(Reuters) - Eli Lilly and Co said it will not seek a breast cancer approval for one of its most closely watched experimental drugs after it failed to significantly delay disease progression and showed no survival benefit in a late-stage trial.
The drug, ramucirumab, has been successful in gastric cancer trials and is also being tested for colon, liver and lung cancers, with key late stage data on those three expected next year. But Lilly shares fell more than 3 percent after it released the disappointing breast cancer results.
“While Street expectations were low for ramucirumab in breast, they were not quite this low,” ISI Group analyst Mark Schoenebaum wrote in a note, saying the drug was expected to delay worsening of breast cancer but not extend survival.
“We believe there is approximately $500-$600 million currently in Street models for breast cancer. This will now need to come out of models,” Schoenebaum said.
The company needs new medicines to offset steep revenue declines from drugs facing generic competition. It’s top seller, the antidepressant Cymbalta, which had $1.5 billion in sales in the second quarter, loses U.S. patent protection later this year.
The company is counting on ramucirumab - which it gained with its $6.5 billion acquisition of ImClone Systems Inc in 2008 - and some promising diabetes treatments to help spur future growth.
The trial of patients with advanced breast cancer compared ramucirumab plus the chemotherapy drug docetaxel with docetaxel alone. A delay in disease progression seen with the Lilly drug was not statistically significant and no survival benefit was demonstrated, the company said.
A separate Phase III trial, testing ramucirumab in advanced gastric cancer, met its main goal by extending patients’ overall survival. It was the second stomach cancer trial that showed the drug improved survival. The company said it will provide detailed data from that study some time next year.
Lilly said it expects to complete its submission seeking U.S. approval for gastric cancer by the end of this year. Given the unmet need in that cancer, it could qualify for an expedited priority review, potentially cutting its U.S. approval timeline.
Sanford Bernstein analyst Timothy Anderson forecast annual sales reaching $600 million in 2020 for gastric cancer alone.
Damien Conover, an analyst with Morningstar, said the odds of ramucirumab succeeding in colon, liver and lung cancers were higher than for breast. “But even without those, this could be a blockbuster drug,” he said, based on its potential in gastric cancer.
The company also appears to be more confident in the drug’s other potential uses.

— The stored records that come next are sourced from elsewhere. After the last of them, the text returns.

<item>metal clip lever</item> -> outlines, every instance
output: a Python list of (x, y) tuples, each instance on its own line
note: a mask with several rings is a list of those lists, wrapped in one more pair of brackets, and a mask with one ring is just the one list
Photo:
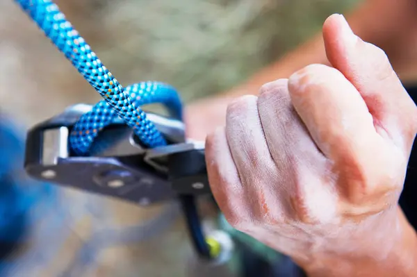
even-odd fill
[(77, 105), (29, 131), (25, 168), (33, 178), (139, 205), (165, 201), (179, 194), (209, 192), (204, 147), (183, 142), (181, 122), (156, 115), (149, 118), (172, 144), (145, 149), (120, 124), (104, 130), (117, 140), (94, 156), (72, 156), (68, 136), (78, 117), (88, 110)]

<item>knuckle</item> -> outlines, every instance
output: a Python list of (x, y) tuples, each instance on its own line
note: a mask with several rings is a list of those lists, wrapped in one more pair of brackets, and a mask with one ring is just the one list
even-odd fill
[(376, 45), (369, 42), (363, 42), (365, 47), (368, 48), (368, 53), (372, 58), (372, 70), (376, 75), (377, 80), (384, 81), (396, 76), (391, 66), (389, 58), (386, 53)]
[(291, 75), (288, 79), (288, 92), (293, 95), (304, 94), (309, 91), (309, 87), (322, 85), (334, 76), (342, 75), (337, 69), (325, 65), (307, 65)]
[(280, 79), (267, 83), (261, 87), (258, 99), (258, 107), (269, 103), (279, 103), (281, 100), (289, 99), (288, 79)]
[(227, 106), (227, 116), (234, 117), (245, 113), (254, 103), (256, 104), (257, 99), (254, 95), (245, 95), (234, 99)]

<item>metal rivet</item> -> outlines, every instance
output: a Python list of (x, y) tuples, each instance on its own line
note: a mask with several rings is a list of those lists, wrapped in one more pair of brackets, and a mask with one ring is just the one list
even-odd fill
[(55, 178), (56, 176), (56, 172), (55, 172), (52, 169), (48, 169), (48, 170), (45, 170), (44, 171), (42, 171), (40, 174), (40, 175), (43, 178), (45, 178), (47, 179), (51, 179), (51, 178)]
[(110, 187), (120, 187), (124, 185), (124, 182), (122, 180), (111, 180), (107, 182), (107, 185)]
[(191, 186), (193, 187), (193, 188), (195, 188), (196, 190), (201, 190), (203, 187), (204, 187), (204, 184), (203, 184), (202, 183), (195, 183), (193, 185), (191, 185)]

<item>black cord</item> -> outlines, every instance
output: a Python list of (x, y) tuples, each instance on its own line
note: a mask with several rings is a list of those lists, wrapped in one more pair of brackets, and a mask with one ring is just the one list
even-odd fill
[(210, 246), (206, 242), (197, 210), (195, 197), (192, 195), (181, 195), (179, 200), (184, 212), (191, 240), (195, 249), (201, 258), (206, 260), (211, 259)]

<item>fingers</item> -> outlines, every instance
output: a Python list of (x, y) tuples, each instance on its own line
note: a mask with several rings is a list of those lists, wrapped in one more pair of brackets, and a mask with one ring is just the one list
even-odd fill
[(323, 37), (329, 62), (358, 90), (377, 132), (398, 146), (411, 147), (417, 109), (385, 53), (355, 35), (340, 15), (327, 19)]
[[(294, 109), (288, 79), (265, 84), (261, 88), (258, 110), (271, 156), (280, 175), (289, 174), (300, 162), (313, 165), (324, 156)], [(292, 165), (290, 165), (292, 164)]]
[(363, 99), (338, 70), (309, 65), (291, 76), (288, 90), (311, 137), (332, 160), (356, 156), (378, 140)]
[(277, 193), (270, 190), (272, 186), (265, 184), (279, 178), (259, 119), (257, 99), (254, 96), (245, 96), (229, 106), (226, 136), (242, 184), (250, 196), (252, 216), (264, 218), (275, 214), (279, 207), (267, 204), (270, 198), (277, 199)]
[(227, 221), (238, 227), (250, 221), (249, 203), (231, 157), (226, 132), (219, 128), (206, 140), (206, 163), (211, 192)]
[(282, 210), (304, 223), (330, 220), (336, 212), (334, 184), (328, 173), (331, 162), (295, 110), (287, 79), (261, 87), (258, 110), (281, 181), (275, 190), (283, 196)]

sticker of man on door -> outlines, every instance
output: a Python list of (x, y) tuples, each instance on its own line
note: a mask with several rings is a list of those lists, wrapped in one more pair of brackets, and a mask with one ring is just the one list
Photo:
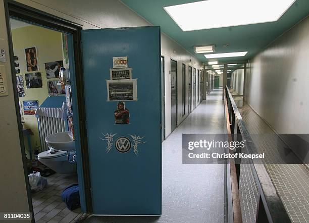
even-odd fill
[(117, 109), (114, 112), (115, 124), (130, 124), (130, 112), (125, 107), (123, 101), (119, 101)]

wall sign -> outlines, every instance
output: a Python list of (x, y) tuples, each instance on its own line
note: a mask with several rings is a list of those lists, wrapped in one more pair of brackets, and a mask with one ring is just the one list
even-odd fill
[(137, 79), (107, 80), (108, 101), (137, 100)]
[(23, 101), (23, 105), (25, 115), (34, 115), (38, 107), (38, 101)]
[(8, 95), (6, 68), (4, 66), (0, 66), (0, 96)]
[(110, 69), (111, 80), (132, 79), (132, 68), (116, 68)]
[(113, 68), (127, 68), (128, 57), (113, 58)]
[(4, 49), (0, 49), (0, 62), (6, 62), (6, 51)]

“Given how the landscape has developed, the one that there were some concerns about was breast and there was a lot of optimism about the others,” Richard Gaynor, Lilly’s vice president for oncology product development and medical affairs, said in a telephone interview.
Ramucirumab works in much the same way as Roche’s top-selling biotech cancer medicine Avastin, by blocking development of blood vessels that feed tumors, a process known as angiogenesis.
The breast cancer trial was begun long before Avastin failed to show a survival benefit and had its conditional breast cancer approval revoked by the Food and Drug Administration, Gaynor explained.
“It really depends on the antiangiogenic context, where you’re going, what tumors, and gastric cancer is one where we’ve made major inroads and breast cancer, unfortunately, the whole field has not,” Gaynor said.
He said colon, lung and liver cancers have the angiogenic properties that could lead to success for ramucirumab.
Avastin has about $6 billion in annual sales for colon and lung cancer and still garners some sales from off-label use in breast cancer, which would have been threatened had ramucirumab succeeded there.
“This news lifts a small overhang on Roche,” Anderson said.
Eli Lilly shares were down $1.83, or 3.5 percent, at $50.78 in afternoon trading on the New York Stock Exchange.